En Pekín llevan unos días ahogados en su propia miseria, con niveles de concentración de partículas PM 2,5 veinticinco veces superiores a las recomendadas por la OMS. Han estado en alerta naranja y en alerta roja, han restringido los movimientos de los coches y el trabajo de las fábricas han cerrado el aeropuerto. Lo mismo que en otras nueve ciudades chinas. No es la primera vez, no será la última. En Teherán, Irán, están igual. Como casi todos los inviernos, los coches no pueden entrar en el centro, las fábricas cierran casi todo el día, la gente tose a pesar de llevar la mascarilla puesta.

La cosa no pasa solo en estos lugares pintorescos, aquí también huele mal. En Roma, Milán, Turín y Nápoles, por ejemplo. En Oviedo, en Barcelona. En Madrid, claro. Noticias recientes citan a la Agencia Europea del Medio Ambiente y dicen que 430.000 personas mueren al año por respirar aire contaminado en ciudades europeas.

La buena nueva es que hay datos que dicen que hemos llegado al tope del uso del coche y ya estamos de bajada, al menos en el mundo desarrollado. No es una novedad hablar del punto de inflexión cochista ni de sus posibles causas. Las encuestas juran que a los jóvenes les da cada vez más igual tener carro, que cada vez más la gente quiere volver a disfrutar de los beneficios de vivir en ciudades densas y asequibles caminando o en transporte público, que la tecnología también está cambiando las formas de moverse y que, claro, la crisis ha hecho que consumamos menos movilidad privada.

Cuesta creer que vaya a ser fácil. Por un lado, los países en desarrollo están todavía de subidón en cuanto a compra y uso de coches. En Asia, en América Latina, en África, incluso, tener un coche es accesible cada vez a más gente y usarlo es un símbolo de estatus al que pocos se niegan a renunciar. Pero en Europa tampoco las cosas están cambiando tan rápido. En Alemania siguen creciendo los kilómetros viajados por vehículo, a pesar de todo. Y aquí no crecen porque no hay dinero, pero no porque no se haga todo lo posible.

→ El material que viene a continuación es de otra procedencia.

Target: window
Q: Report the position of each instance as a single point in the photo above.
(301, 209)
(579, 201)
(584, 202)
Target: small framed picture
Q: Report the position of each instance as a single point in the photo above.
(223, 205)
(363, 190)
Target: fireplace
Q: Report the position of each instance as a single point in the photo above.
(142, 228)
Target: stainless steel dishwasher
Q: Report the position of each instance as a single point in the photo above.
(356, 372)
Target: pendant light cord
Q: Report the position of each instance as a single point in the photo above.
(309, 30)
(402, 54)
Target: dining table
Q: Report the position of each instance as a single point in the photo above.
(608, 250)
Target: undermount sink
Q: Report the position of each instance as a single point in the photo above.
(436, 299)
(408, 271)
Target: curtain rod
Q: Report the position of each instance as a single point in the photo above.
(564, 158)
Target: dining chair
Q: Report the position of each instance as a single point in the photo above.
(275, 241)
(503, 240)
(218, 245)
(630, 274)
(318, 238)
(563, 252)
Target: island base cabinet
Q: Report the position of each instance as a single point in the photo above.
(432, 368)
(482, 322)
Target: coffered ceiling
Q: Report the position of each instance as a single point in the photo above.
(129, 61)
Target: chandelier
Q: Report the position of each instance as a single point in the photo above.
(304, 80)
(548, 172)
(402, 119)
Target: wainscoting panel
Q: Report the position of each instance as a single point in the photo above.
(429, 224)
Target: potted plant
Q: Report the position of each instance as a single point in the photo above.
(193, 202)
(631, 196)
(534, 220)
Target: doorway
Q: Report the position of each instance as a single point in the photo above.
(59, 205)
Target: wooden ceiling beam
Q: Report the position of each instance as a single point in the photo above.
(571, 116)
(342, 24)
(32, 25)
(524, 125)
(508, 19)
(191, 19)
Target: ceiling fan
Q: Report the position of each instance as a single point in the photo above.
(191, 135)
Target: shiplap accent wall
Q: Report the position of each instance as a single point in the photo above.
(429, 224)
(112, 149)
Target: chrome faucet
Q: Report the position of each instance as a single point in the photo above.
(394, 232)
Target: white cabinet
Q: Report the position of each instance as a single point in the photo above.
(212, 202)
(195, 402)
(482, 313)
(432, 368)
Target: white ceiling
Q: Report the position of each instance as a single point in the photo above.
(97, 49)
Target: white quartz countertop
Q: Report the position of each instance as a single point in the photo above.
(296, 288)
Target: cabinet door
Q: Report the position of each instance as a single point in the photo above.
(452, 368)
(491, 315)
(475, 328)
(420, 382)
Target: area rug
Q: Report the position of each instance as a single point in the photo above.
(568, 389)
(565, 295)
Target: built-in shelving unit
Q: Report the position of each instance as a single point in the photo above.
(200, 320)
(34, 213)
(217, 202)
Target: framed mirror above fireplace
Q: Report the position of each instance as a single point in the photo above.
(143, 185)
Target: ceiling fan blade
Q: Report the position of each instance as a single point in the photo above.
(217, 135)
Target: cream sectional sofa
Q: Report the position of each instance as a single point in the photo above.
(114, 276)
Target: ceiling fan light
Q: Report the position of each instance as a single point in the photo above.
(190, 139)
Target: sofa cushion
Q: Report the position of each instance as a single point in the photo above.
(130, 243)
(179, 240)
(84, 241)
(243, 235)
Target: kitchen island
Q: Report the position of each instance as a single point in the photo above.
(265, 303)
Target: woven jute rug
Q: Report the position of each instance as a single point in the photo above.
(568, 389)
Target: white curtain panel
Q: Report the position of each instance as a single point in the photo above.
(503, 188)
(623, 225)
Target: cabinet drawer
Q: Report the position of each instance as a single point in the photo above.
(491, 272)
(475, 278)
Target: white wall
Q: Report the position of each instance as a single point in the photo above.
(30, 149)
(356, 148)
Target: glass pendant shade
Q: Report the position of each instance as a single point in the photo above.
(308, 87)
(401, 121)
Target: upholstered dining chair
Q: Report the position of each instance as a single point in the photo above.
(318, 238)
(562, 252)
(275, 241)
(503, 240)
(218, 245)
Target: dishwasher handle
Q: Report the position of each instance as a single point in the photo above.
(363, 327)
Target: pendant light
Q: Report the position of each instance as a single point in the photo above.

La industria automovilística es estratégica. El último plan PIVE 8, que subvenciona la compra de coches, nos ha costado 225 millones de euros que pone el Estado, el que más hasta ahora. Hay tres empresas automovilísticas entre las que más dinero reciben de nuestras arcas comunes. Y ya hemos visto con el caso Volkswagen el jabón que da el Ministerio de Industria a los fabricantes.

Lo mismo pasa con las infraestructuras. La obra, pública o privada, es la razón pura de la economía española. Por ejemplo, si se hacen unas radiales en Madrid, mal planificadas y, demostrado queda, innecesarias, y fracasan, no pasa nada porque hay dinero para rescatarlas. O si se planifica una actuación tan importante como Madrid Río, en lo primero que se piensa es en que los coches puedan seguir circulando igual o mejor, no importa que el coste acabe siendo más de 6.000 millones de euros.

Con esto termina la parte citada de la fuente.